We have about 200 VMs in the environment. So far, backups were performed using snapshot +
ovirt API + AWX.
The problem started when during backup some machines became unresponsive (it was
impossible to get to the console and it happened randomly), Prellocated disks became
ThinkProvisioning and it was not possible to delete the snapshot.
We decided to skip all scripts and click the snapshot directly in ovirt-engine and then
delete it in order to merge.
In many cases, these tasks ended successfully, and in random situations the process hung
again and the machine became unresponsive.
I thought..... maybe it was a performance problem (network to the array, the array itself,
etc.). So we set up the dev environment on different hardware (different physical servers
and different hardware with ISCSI). I copied one of the sample machines that had problems.
I made a snapshot again and merged it using deleting from the ovirt-engine interface.

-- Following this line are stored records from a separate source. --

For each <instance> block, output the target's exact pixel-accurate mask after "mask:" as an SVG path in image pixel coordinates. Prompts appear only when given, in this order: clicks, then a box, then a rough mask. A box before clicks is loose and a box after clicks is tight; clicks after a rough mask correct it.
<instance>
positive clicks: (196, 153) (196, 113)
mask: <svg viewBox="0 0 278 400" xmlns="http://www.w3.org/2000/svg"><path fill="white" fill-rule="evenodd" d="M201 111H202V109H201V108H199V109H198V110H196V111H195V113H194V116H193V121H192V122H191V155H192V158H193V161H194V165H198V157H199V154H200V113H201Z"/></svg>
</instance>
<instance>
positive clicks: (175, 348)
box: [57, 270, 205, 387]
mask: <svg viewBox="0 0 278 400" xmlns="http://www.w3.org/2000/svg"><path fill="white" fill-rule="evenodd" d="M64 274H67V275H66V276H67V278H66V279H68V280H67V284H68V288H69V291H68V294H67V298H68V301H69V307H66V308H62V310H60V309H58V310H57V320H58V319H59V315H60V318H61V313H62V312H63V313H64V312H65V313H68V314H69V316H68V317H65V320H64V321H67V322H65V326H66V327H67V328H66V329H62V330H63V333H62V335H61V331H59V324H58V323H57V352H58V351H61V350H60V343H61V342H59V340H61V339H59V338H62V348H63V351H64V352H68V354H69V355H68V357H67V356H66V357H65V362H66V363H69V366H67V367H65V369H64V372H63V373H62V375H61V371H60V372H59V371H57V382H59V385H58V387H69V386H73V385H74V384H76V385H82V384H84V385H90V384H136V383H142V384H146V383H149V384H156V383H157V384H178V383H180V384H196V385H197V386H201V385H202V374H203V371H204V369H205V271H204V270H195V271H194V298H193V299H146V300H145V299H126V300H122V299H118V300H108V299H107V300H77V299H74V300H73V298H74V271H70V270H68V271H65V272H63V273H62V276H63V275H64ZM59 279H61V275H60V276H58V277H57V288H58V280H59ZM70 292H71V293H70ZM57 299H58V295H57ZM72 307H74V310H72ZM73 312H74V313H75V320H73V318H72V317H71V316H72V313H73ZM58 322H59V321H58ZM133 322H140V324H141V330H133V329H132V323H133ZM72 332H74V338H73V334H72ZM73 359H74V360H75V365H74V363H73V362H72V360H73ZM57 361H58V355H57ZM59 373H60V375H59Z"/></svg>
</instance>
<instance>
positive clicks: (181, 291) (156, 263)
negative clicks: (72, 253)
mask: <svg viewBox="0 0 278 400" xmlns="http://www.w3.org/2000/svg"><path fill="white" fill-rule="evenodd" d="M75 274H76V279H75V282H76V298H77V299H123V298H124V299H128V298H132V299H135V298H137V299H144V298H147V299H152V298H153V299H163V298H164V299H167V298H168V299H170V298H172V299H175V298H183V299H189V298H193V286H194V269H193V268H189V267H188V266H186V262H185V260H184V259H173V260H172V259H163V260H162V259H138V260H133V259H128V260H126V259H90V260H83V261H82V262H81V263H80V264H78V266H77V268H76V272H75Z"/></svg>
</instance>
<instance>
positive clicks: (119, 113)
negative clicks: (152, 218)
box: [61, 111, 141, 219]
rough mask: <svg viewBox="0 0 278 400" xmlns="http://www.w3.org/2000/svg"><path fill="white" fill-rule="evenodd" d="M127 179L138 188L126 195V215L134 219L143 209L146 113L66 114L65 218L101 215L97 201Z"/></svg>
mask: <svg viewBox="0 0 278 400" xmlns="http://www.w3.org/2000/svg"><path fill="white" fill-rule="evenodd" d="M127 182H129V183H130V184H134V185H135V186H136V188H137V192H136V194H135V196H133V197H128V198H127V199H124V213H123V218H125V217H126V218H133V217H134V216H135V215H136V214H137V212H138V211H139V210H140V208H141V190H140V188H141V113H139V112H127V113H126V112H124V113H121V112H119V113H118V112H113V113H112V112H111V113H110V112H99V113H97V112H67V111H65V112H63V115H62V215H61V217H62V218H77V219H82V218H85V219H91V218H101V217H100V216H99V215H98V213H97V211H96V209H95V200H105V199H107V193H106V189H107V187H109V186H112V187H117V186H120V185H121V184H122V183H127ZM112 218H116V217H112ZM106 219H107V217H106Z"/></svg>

It
worked a few times and I decided to do another test
I made a snapshot of the test VM and logged into it and used a file about 16GB in size and
additionally copied it to another place on the disk and then tried to merge the snapshot
and again the VM became unresponsive and it was impossible to delete the snapshot.
Has anyone encountered such a problem and has a way to solve it?
I am attaching the logs from /var/log/ovirt-engine/engine.log
https://pastebin.pl/view/e6e01717